Ne güzel iş böyle..
Bizi Hüseyin Üzmez olayı ile oyalarlarken, onlar Danıştay cinayeti davasının gerekçeli kararını açıkladılar. Gerekçeli karardaki çelişkileri, dikkatlerden kaçırdılar..
Evet, cinayetin bir numaralı sanığı olan kişiye gerekli ceza verildi ama, işin daha önemlisi karardaki şu ifade: “Danıştay cinayetinin, Ergenekon soruşturmasındaki şüpheli kişilerle bir ilgisi saptanamamıştır.”
O zaman bana da sorma hakkı doğdu, “Danıştay cinayeti aydınlandı mı sayın hakimler?”
Bunu sadece kararı veren hakimlere değil, öldürülen Danıştay hakimi Mustafa Özbilgin’in eşine/çocuklarına, Mustafa Özbilgin’in Danıştay’daki hakim arkadaşlarına ve tüm yargı camiasına soruyorum: “Bu olay sizce, gerçekten aydınlanmış mıdır?”
Düşünebiliyor musunuz, mahkûm edilen kişi, cinayetten bir gün önce; “İçeride mi, dışarıda mı? Yolcuyu görmeli miyim?” mesajlaşmaları ile dosya içinde kimliği tesbit edilmemiş bir şahısla şifreli ifadelerle görüşüyor..
2 seneye yakın yargılama sürecinde, bu mesajlaşmanın kimle yapıldığı araştırılmıyor. Sadece polis aşamasında kendisine soruluyor “Kim bu kişi?” diye.. Verilen cevap: “Kızkardeşimdir, içeriği ise kendi aramızda şakalaşmadır!”

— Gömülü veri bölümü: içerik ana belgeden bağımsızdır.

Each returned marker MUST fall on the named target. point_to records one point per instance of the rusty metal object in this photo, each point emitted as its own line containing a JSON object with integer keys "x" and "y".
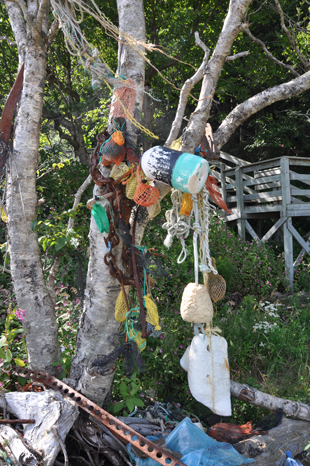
{"x": 17, "y": 421}
{"x": 112, "y": 423}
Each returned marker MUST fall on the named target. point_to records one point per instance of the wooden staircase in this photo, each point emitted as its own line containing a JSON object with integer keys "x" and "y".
{"x": 277, "y": 188}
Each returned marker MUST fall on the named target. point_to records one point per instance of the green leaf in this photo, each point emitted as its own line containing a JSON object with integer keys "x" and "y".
{"x": 118, "y": 406}
{"x": 8, "y": 356}
{"x": 19, "y": 362}
{"x": 123, "y": 389}
{"x": 137, "y": 401}
{"x": 130, "y": 404}
{"x": 2, "y": 341}
{"x": 60, "y": 243}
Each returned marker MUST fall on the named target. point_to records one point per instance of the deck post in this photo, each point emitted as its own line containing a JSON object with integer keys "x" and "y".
{"x": 240, "y": 202}
{"x": 287, "y": 235}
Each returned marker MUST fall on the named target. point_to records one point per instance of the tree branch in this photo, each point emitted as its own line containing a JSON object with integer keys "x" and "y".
{"x": 185, "y": 91}
{"x": 238, "y": 55}
{"x": 291, "y": 37}
{"x": 269, "y": 54}
{"x": 256, "y": 103}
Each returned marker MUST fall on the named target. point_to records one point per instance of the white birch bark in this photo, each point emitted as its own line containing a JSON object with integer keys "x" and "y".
{"x": 232, "y": 26}
{"x": 26, "y": 267}
{"x": 256, "y": 103}
{"x": 96, "y": 335}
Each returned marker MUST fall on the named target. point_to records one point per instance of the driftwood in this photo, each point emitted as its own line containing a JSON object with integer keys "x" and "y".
{"x": 50, "y": 411}
{"x": 15, "y": 447}
{"x": 269, "y": 450}
{"x": 255, "y": 397}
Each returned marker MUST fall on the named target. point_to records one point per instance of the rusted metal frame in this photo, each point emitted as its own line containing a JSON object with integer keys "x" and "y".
{"x": 117, "y": 427}
{"x": 17, "y": 421}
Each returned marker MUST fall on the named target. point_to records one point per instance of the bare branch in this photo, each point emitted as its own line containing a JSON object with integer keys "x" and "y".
{"x": 53, "y": 31}
{"x": 185, "y": 91}
{"x": 238, "y": 55}
{"x": 9, "y": 41}
{"x": 291, "y": 37}
{"x": 269, "y": 54}
{"x": 40, "y": 15}
{"x": 256, "y": 103}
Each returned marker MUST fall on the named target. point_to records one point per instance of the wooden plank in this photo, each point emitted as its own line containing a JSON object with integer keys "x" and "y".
{"x": 263, "y": 208}
{"x": 251, "y": 230}
{"x": 233, "y": 159}
{"x": 287, "y": 235}
{"x": 273, "y": 229}
{"x": 258, "y": 166}
{"x": 240, "y": 203}
{"x": 264, "y": 179}
{"x": 298, "y": 237}
{"x": 298, "y": 210}
{"x": 300, "y": 176}
{"x": 268, "y": 196}
{"x": 300, "y": 192}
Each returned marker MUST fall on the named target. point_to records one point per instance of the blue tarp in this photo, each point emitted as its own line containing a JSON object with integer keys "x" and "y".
{"x": 197, "y": 448}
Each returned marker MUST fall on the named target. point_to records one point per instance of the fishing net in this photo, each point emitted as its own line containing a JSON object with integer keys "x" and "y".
{"x": 125, "y": 99}
{"x": 187, "y": 205}
{"x": 113, "y": 150}
{"x": 215, "y": 194}
{"x": 145, "y": 194}
{"x": 215, "y": 284}
{"x": 151, "y": 312}
{"x": 131, "y": 186}
{"x": 121, "y": 307}
{"x": 124, "y": 233}
{"x": 154, "y": 210}
{"x": 119, "y": 170}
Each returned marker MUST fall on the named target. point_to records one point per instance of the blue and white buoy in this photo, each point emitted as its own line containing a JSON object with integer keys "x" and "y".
{"x": 183, "y": 171}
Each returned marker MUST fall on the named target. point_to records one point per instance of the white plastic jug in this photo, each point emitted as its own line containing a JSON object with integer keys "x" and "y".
{"x": 206, "y": 362}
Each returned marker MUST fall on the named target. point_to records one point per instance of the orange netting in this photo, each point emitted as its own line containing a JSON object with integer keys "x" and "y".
{"x": 114, "y": 149}
{"x": 125, "y": 96}
{"x": 214, "y": 192}
{"x": 145, "y": 194}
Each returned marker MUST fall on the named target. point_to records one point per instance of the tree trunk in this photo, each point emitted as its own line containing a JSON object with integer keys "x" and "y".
{"x": 26, "y": 267}
{"x": 96, "y": 335}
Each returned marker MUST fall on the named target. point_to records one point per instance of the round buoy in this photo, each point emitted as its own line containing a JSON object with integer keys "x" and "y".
{"x": 183, "y": 171}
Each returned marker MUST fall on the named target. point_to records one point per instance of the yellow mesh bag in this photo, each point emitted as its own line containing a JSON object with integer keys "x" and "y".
{"x": 187, "y": 205}
{"x": 135, "y": 336}
{"x": 154, "y": 210}
{"x": 120, "y": 307}
{"x": 216, "y": 284}
{"x": 151, "y": 312}
{"x": 131, "y": 187}
{"x": 118, "y": 171}
{"x": 118, "y": 137}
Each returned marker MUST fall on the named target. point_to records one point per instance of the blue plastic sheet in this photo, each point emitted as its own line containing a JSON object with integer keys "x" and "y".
{"x": 290, "y": 461}
{"x": 197, "y": 448}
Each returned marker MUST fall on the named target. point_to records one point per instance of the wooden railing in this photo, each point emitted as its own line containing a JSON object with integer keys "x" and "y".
{"x": 278, "y": 188}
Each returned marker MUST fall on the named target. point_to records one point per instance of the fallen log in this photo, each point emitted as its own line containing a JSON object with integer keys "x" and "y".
{"x": 49, "y": 410}
{"x": 269, "y": 449}
{"x": 255, "y": 397}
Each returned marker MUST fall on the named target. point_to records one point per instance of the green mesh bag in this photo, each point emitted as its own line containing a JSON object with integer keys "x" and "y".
{"x": 101, "y": 218}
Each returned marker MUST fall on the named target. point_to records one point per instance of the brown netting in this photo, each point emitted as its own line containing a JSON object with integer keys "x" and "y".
{"x": 114, "y": 149}
{"x": 216, "y": 284}
{"x": 145, "y": 194}
{"x": 125, "y": 97}
{"x": 154, "y": 210}
{"x": 214, "y": 192}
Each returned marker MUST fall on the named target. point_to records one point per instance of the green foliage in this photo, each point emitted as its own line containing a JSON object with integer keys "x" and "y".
{"x": 126, "y": 392}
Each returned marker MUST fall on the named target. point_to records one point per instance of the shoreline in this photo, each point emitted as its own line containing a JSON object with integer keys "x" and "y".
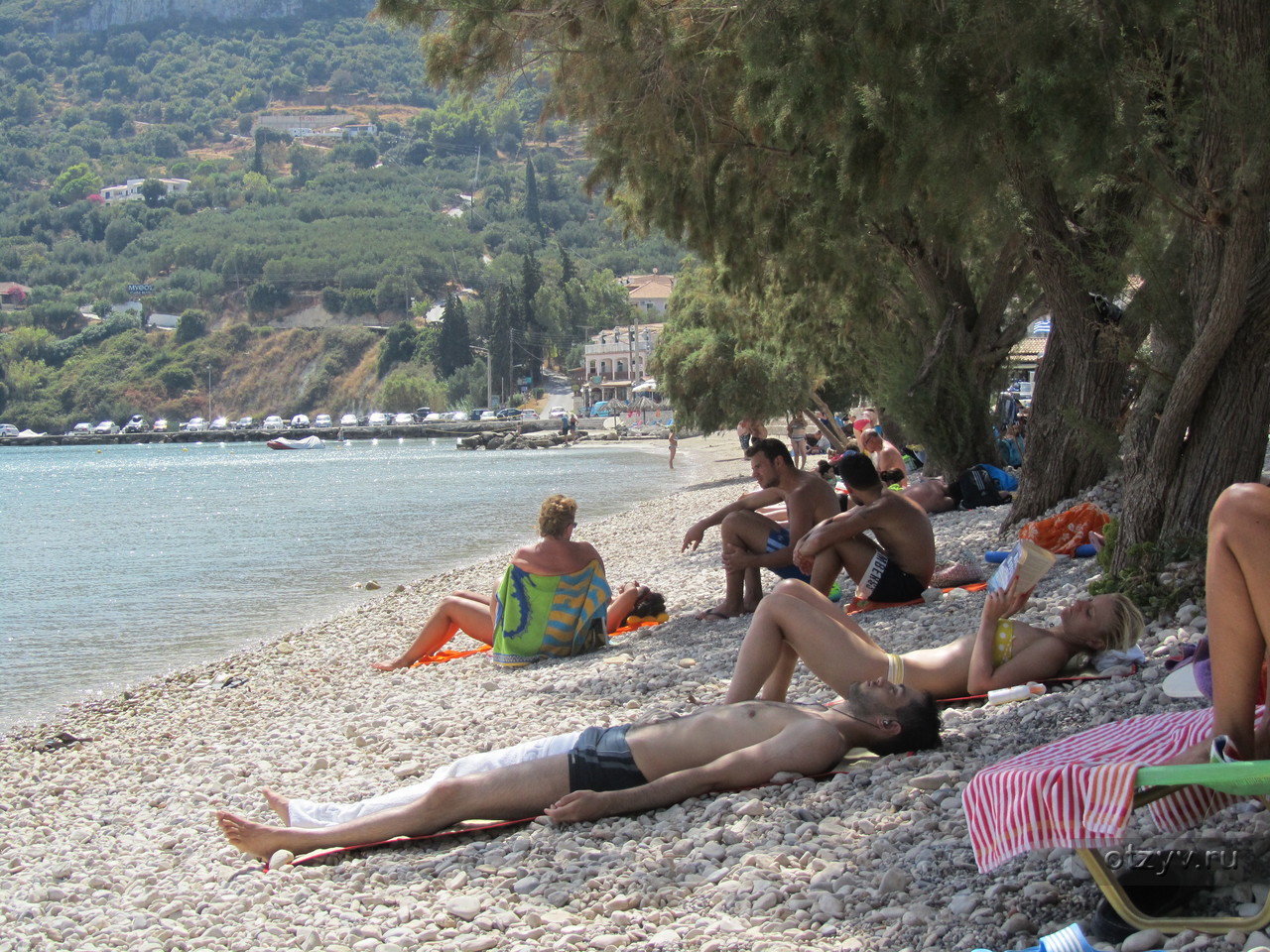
{"x": 257, "y": 633}
{"x": 116, "y": 837}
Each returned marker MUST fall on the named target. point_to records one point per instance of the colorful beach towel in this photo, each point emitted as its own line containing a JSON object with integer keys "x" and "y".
{"x": 1078, "y": 792}
{"x": 550, "y": 616}
{"x": 1067, "y": 531}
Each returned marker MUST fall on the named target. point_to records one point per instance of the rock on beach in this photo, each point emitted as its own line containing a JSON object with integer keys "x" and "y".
{"x": 112, "y": 842}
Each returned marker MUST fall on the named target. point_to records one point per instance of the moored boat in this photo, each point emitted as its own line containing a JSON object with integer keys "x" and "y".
{"x": 307, "y": 443}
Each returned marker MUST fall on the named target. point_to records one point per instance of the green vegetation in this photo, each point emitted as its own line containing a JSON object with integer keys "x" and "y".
{"x": 280, "y": 231}
{"x": 1157, "y": 576}
{"x": 893, "y": 190}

Polis olmanız gerekmez. Savcı olmanız, hakim olmanız gerekmez..
Böyle bir mesajlaşmanın tesbiti üzerine, sıradan bir insanın dahi, “Yolcu diye ifade edilen kişi, öldürülmek istenen hakim olmasın sakın” diye, kafasında bir soru işareti doğması gerekmez mi?
Bunu; hukukçu olmayan insanların bile düşünüp, “Bu mesajda bir iş var” diye sorgulama ihtiyacı hissetmesi gerekmez mi?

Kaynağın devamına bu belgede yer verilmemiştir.